Pedantic quip: I have a hard time believing you guys were measuring half nanosecond cache latencies on a machine with a 100MHz clock. :)
And actually the cache numbers seem optimistic, if anything. My memory is that a L1 cache hit on SNB is 5 cycles, which is 2-3x as long as that table shows.
We didn't believe it either until we put a logic analyzer on the bus and found that the numbers were spot with respect to the number of cycles. I don't remember how far off they were but it wasn't much, all the hardware dudes were amazed that software could get that close.
tl;dr: the numbers were accurate to the # of cycles, might have been as much as 1/2 of 1 cycle off.
Edit: I should add this was almost 20 years ago, I dunno how well it works today. Sec, lemme go test on a local machine.

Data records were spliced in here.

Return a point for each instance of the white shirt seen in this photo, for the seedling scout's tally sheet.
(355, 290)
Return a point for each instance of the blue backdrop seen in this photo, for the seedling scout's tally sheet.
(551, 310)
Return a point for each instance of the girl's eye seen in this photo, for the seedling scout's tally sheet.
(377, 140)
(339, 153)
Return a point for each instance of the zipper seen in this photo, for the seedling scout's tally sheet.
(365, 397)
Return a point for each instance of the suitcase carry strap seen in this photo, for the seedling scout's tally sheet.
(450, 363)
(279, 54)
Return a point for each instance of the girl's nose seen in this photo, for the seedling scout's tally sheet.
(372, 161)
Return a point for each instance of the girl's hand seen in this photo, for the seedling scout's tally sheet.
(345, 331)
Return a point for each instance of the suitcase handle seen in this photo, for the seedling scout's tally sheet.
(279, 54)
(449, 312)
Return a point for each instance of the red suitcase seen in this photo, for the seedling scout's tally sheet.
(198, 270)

OK, I ran on a Intel(R) Core(TM) i7-3930K CPU @ 3.20GHz (I think that's a Sandy Bridge) that is overclocked to 4289 MHz according to mhz, and it looks to me like that machine takes 4 cycles to do a L1 load. That sound right? lmbench says 4.05 cycles.
And actually the cache numbers seem optimistic, if anything. My memory is that a L1 cache hit on SNB is 5 cycles, which is 2-3x as long as that table shows.